Le début de la production industrielle est lui prévu en septembre. Selon le fonds, la Russie est prête à produire 500 millions de doses par an dans cinq pays. 

4. Quelles sont les réactions internationales ?

Réagissant à l'annonce de Vladimir Poutine, l'OMS s'est montrée prudente, rappelant que la "pré-qualification" et l'homologation d'un vaccin passaient par des procédures "rigoureuses". "Nous sommes en étroit contact avec les Russes et les discussions se poursuivent. La préqualification de tout vaccin passe par des procédés rigoureux", a pointé Tarik Jasarevic, le porte-parole de l'OMS, lors d'une visio-conférence de presse.  "La pré-qualification comprend l'examen et l'évaluation de toutes les données de sécurité et d'efficacité requises recueillies lors d'essais cliniques", a-t-il rappelé, soulignant que le processus serait le même pour tout candidat vaccin.

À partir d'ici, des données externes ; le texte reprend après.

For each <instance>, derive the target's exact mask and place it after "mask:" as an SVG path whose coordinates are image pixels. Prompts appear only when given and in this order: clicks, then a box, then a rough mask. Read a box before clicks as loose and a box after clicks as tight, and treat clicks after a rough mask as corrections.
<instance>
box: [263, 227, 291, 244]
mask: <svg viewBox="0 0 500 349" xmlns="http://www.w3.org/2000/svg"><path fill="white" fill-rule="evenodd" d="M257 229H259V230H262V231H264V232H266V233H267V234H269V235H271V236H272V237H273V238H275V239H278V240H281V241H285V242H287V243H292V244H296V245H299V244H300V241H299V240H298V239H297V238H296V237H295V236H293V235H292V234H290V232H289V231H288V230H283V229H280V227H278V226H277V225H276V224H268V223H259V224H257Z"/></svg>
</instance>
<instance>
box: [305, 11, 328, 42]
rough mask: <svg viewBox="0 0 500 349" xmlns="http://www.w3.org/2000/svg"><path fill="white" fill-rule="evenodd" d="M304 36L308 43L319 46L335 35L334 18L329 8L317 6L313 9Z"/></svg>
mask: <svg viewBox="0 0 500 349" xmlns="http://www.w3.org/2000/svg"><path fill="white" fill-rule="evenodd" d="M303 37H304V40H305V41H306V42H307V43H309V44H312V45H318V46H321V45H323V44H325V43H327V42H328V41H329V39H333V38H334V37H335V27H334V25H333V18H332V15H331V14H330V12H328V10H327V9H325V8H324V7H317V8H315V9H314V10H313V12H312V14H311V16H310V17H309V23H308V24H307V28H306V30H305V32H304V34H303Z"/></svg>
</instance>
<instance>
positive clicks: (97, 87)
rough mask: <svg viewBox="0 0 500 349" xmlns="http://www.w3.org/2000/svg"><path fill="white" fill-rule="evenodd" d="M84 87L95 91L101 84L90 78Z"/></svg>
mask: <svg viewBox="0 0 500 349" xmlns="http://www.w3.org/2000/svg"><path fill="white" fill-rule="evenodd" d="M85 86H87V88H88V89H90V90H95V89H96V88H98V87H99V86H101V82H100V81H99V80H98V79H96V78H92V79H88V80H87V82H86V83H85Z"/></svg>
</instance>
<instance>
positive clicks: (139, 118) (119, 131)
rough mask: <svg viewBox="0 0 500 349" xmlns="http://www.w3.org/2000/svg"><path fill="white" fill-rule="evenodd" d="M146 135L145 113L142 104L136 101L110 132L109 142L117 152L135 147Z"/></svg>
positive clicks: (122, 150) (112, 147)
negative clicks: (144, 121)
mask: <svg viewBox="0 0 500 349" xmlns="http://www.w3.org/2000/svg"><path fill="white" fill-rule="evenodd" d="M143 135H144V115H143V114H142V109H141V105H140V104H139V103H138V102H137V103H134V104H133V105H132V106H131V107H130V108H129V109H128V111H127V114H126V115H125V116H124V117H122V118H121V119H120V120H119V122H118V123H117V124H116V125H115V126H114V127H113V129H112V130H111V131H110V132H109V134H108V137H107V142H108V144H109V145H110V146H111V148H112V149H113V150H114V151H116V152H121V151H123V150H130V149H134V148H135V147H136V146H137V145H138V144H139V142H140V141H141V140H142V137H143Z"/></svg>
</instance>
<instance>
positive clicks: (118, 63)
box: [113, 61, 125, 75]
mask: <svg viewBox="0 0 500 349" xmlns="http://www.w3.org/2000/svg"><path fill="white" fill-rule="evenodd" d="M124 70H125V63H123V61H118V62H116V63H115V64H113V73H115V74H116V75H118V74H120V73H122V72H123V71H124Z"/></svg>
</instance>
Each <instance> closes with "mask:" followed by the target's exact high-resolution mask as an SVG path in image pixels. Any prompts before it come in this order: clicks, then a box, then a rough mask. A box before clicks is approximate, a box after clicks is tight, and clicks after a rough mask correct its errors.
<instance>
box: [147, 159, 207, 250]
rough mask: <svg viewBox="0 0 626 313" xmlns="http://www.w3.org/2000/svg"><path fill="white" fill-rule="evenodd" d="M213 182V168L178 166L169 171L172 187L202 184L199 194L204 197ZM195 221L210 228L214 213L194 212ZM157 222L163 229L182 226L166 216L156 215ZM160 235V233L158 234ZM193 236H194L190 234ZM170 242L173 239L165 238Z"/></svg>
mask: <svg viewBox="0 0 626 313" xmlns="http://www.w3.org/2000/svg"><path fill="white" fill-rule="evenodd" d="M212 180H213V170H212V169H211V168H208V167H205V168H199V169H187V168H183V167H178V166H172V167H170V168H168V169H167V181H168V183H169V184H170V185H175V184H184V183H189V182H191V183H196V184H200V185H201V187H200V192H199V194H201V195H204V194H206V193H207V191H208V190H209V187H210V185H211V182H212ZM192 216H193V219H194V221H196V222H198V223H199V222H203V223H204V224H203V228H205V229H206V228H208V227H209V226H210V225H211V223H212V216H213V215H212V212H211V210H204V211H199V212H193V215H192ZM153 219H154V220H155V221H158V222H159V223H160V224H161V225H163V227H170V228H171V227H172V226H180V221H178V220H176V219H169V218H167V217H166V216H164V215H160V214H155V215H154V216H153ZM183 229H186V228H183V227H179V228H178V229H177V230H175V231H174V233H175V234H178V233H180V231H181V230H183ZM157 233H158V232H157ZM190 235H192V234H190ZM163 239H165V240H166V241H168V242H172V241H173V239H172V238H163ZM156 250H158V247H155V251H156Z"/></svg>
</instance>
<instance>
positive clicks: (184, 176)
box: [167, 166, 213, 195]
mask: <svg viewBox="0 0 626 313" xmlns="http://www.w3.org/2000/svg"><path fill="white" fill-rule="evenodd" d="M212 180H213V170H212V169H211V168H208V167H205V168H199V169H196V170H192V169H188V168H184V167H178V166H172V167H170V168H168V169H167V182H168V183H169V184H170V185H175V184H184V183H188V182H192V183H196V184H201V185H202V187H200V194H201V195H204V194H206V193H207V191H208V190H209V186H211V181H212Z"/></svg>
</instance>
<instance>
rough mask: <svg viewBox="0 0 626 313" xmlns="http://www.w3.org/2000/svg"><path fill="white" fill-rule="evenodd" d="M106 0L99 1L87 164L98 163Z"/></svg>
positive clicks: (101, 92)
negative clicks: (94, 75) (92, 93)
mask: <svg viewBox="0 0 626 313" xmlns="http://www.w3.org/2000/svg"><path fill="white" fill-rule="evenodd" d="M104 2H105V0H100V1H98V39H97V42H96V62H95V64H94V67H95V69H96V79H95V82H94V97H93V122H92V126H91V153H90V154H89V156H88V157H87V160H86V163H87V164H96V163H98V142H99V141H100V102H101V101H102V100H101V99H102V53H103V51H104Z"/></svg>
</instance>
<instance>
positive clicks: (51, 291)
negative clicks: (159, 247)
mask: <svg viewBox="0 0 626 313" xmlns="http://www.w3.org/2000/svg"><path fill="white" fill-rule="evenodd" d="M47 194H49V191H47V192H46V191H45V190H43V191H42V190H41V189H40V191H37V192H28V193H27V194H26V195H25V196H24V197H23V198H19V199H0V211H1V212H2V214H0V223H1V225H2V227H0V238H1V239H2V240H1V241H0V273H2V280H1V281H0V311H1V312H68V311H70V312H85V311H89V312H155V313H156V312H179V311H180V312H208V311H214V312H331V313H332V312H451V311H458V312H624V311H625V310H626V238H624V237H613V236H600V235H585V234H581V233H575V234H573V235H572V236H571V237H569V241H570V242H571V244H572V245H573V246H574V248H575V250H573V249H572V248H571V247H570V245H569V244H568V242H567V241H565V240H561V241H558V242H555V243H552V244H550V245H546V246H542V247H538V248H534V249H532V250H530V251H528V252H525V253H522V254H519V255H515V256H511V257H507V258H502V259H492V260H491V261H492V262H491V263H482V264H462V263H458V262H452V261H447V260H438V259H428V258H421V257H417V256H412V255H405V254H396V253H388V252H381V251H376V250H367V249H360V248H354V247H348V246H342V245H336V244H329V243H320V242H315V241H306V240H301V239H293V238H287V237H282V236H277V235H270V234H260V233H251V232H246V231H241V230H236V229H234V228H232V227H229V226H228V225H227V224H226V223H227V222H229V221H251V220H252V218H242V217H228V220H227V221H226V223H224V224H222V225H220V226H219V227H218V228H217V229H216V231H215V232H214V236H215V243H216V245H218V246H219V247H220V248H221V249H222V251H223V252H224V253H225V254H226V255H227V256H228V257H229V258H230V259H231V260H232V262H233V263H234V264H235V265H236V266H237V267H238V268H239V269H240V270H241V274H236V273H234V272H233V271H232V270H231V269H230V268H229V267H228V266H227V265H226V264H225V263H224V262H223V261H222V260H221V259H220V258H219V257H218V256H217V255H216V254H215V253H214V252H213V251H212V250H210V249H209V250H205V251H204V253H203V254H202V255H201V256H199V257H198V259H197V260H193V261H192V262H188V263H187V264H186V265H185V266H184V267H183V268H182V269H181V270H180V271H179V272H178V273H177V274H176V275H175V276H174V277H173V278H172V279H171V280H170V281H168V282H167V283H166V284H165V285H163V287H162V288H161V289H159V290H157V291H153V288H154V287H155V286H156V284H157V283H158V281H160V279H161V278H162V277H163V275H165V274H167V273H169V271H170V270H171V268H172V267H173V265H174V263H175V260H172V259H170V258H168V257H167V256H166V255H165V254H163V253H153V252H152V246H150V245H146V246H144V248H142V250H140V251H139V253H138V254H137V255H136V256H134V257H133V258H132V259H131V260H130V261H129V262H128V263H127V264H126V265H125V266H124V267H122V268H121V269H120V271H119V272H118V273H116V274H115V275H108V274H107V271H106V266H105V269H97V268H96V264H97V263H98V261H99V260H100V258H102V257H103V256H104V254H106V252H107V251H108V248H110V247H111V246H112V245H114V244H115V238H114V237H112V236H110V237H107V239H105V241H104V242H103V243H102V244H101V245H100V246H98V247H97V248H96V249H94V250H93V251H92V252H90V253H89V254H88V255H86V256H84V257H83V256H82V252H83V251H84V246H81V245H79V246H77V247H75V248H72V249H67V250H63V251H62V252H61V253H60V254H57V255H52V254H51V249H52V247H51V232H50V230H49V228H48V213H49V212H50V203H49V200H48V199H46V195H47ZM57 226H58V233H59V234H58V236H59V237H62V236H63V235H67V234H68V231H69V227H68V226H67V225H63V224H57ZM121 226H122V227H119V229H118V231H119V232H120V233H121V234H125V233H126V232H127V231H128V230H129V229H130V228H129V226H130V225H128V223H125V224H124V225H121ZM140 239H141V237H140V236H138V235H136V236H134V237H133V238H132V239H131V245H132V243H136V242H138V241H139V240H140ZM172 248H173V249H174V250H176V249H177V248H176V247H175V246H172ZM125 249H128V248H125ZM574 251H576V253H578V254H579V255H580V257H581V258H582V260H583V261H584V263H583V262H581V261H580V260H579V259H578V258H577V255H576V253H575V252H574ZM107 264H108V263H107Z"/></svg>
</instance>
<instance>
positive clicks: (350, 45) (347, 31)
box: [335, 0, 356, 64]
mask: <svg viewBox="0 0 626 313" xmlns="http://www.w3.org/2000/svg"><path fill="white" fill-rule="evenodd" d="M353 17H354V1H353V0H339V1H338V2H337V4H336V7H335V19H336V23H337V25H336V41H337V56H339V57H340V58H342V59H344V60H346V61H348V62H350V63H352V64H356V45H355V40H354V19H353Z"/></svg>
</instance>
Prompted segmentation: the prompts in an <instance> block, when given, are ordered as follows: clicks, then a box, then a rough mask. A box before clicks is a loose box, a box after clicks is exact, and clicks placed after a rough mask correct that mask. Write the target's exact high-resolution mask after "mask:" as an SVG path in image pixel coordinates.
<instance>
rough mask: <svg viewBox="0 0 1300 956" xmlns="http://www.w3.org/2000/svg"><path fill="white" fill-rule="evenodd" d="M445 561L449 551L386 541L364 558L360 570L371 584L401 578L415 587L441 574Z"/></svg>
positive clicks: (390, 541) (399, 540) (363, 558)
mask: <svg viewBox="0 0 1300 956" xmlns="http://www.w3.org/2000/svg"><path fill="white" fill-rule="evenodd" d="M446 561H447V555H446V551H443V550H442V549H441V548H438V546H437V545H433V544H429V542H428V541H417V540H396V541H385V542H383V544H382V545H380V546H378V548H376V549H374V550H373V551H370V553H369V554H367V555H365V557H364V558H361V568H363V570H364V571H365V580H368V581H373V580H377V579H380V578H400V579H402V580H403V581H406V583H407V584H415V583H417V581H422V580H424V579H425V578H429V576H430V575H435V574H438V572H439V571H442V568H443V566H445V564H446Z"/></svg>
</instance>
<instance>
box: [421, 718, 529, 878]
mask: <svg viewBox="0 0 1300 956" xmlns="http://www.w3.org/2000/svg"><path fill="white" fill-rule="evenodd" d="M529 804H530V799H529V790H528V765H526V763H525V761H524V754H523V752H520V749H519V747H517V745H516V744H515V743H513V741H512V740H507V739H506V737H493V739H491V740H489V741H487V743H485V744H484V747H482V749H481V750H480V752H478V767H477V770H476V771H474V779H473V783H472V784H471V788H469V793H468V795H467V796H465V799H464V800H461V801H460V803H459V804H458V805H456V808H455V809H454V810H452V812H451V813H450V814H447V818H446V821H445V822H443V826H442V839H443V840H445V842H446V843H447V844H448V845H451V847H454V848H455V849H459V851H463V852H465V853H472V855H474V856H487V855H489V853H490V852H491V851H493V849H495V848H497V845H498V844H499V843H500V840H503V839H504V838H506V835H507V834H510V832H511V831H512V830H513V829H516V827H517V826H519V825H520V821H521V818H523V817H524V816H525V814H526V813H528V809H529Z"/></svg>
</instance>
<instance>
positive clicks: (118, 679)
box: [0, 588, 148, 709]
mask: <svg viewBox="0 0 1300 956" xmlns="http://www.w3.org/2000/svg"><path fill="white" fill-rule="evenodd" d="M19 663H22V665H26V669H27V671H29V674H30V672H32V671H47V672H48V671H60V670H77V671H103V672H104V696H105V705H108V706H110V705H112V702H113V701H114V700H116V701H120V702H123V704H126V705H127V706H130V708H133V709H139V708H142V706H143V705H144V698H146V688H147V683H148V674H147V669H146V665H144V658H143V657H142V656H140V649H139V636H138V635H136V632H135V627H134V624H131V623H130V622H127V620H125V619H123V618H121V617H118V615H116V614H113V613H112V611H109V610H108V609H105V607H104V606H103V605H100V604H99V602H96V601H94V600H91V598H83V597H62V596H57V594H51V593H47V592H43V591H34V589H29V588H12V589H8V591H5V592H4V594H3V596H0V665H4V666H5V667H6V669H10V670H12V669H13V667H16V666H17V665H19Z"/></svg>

En sus des validations accordées dans chaque pays par les agences nationales, "l'OMS a mis en place un processus de pré-qualification pour les vaccins mais aussi pour les médicaments. Les fabricants demandent la pré-qualification de l'OMS car c'est une sorte de gage de qualité", a-t-il insisté. Or, jusqu'ici, la Russie n'a pas publié d'étude détaillée des résultats de ses essais permettant d'établir l'efficacité des produits qu'elle dit avoir développés.

Les autorités allemandes se sont elles aussi montrées sceptiques. Berlin émet en effet des doutes sur "la qualité, l'efficacité et la sécurité" du vaccin russe. "Il n'y a pas de données connues concernant la qualité, l'efficacité et la sécurité du vaccin russe", a déclaré une porte-parole du ministère de la Santé au groupe de presse régional allemand RND, rappelant qu'au sein de l'Union européenne, "la sécurité des patients est la première des priorités".

En Russie, une partie de la communauté scientifique prend également ses distances avec l'annonce du président. L'Association russe des organisations responsables des essais cliniques estime qu'aucune donnée scientifique ne confirme à ce stade l'absence d'effets secondaires de ce vaccin, notamment chez les personnes immunodéficientes ou souffrant de maladies chroniques.   

5. Où en sont les autres pays ?

Selon l'OMS, 26 candidats vaccins sont au stade des essais cliniques (testés chez l'être humain) à travers le monde et 139 au stade de l'évaluation pré-clinique. Parmi les 26, six avaient atteint fin juillet la phase 3 de leur développement. Celui qui est développé par le centre russe Gamaleïa était listé en phase 1.

De son côté, l'Indonésie a commencé mardi à tester sur 1.600 volontaires un autre vaccin, déjà en phase 3. Le candidat vaccin chinois, mis au point par le laboratoire Sinovac Biotech, appelé Coronavac, fait partie des rares vaccins à être dans cette phase, la dernière étape des essais cliniques avant l'homologation. Ce vaccin est déjà actuellement testé sur 9.000 volontaires au Brésil.